Now I have absolutely no idea how to fix this memory leak problem, so it presents a huge conundrum for how I’m going to develop and release future games. Astronaught was an easy game to fix (sort of) because it doesn’t have any mechanics directly tied to drawing text. I could go and replace every single-word or double-word text with actors that have animations, and I could make an actor for the oxygen bar as well (though it inconveniently needed a hundred individual frames in order to work correctly). But the reason why I haven’t tried to fix Darkhouse is because it has score, and there’s no way I can design a UI element like an actor to display it other than with text. I’d have to have a frame for each possible score you could have at any given moment, and there’s technically no limit to the amount of score you could get in Darkhouse. The same goes for drawing dialogue, something that will be very important for “that one game that I’m making.” There’s just no way I can show all the different variations of words and numbers without using text.

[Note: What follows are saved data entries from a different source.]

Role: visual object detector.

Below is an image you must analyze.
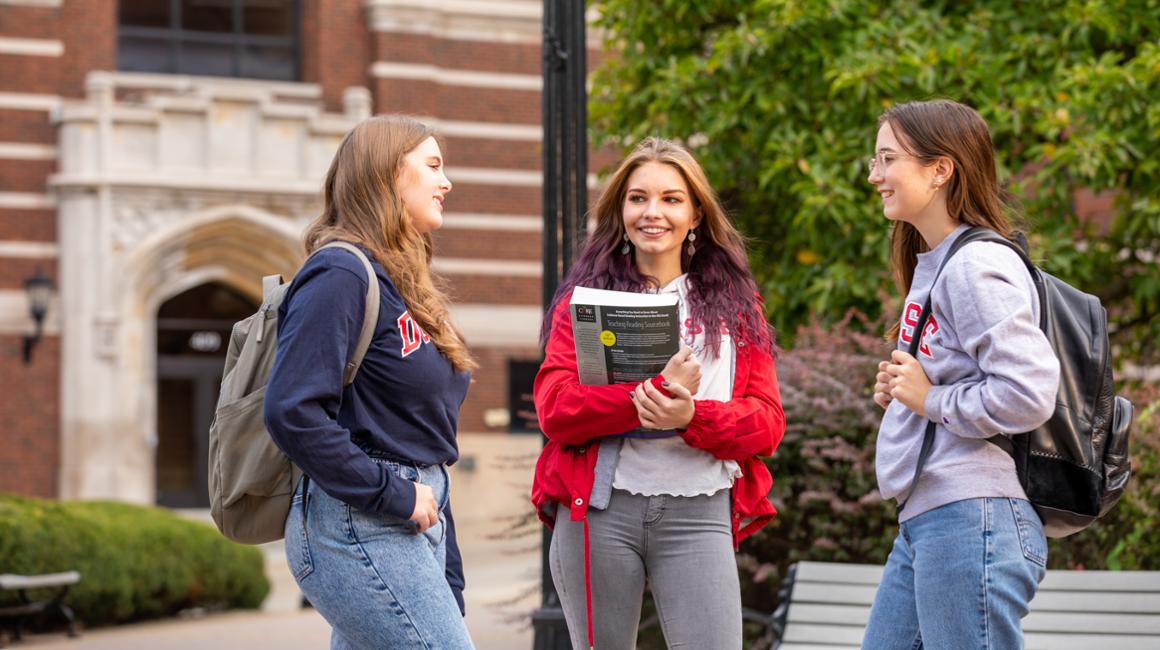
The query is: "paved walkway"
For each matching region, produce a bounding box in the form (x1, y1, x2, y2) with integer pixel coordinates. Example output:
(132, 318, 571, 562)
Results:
(13, 435, 540, 650)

So if Firefox really is the only browser that can’t keep up with the memory usage, and it looks like it won’t be fixed for a while, then I’m just going to say that you shouldn’t play any of my games in Firefox. I’m not going to stop and wait for a fix, or avoid drawing code forever and try to come up with arduous workarounds that just aren’t worth the time and effort it would take. It’s not like I’ll be filling my games with text left and right, either, I’ll try and ignore drawing whenever I can. But when it comes to games with dialogue, score, or other potentially large numbers, there are at least three other browsers that I have scientifically deduced are safe to play in (I guess that means my hypothesis was correct, at least until proven otherwise). I’ll start putting warnings at the start of every game I make as well, like “This game has potential memory leaks in Firefox, please play it in a different browser,” or something like that. I’ll also be making a bug report on Stencyl’s forums to report my findings directly to them, in hopes that this information might help towards fixing this issue.

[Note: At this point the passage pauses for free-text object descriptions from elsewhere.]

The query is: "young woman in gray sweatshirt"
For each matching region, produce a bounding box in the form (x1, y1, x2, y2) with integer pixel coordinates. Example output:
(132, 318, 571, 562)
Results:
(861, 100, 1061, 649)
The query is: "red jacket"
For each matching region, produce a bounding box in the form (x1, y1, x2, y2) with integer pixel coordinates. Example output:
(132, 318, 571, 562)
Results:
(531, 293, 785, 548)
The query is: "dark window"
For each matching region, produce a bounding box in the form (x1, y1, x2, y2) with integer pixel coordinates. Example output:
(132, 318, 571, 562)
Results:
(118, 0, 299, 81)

To summarize (since I know my blog posts can be pretty lengthy), it looks like Firefox is prone to memory leaks in HTML5 games that were made in Stencyl (and possibly other engines). The memory is never released, and increases at a faster rate when more drawing code is running, such as with text and boxes. It also seems that Firefox is the only browser that does this, with Chrome, Internet Explorer and Microsoft Edge controlling memory just fine. Still, I will be making games that will most likely have drawing code in them, though I’ll use it sparingly, and I’ll add a warning at the start of each game to not play it in Firefox.

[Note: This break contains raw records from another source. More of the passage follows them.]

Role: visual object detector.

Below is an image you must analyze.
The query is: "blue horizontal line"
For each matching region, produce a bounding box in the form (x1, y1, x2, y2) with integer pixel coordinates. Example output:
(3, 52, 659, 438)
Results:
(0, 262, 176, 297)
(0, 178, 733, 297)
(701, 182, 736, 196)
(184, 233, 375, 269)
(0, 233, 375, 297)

I hope you all can understand and agree with this decision, because you like playing games and I like making games, but I’m still trying to figure out how to make games. I have a lot of ideas that I want to develop that I think will be really fun, and I’m not going to let one stinky browser inhibit me from doing that. Hopefully it does get fixed sometime in the future, but for now I think a warning to switch to a working browser is a fair enough compromise.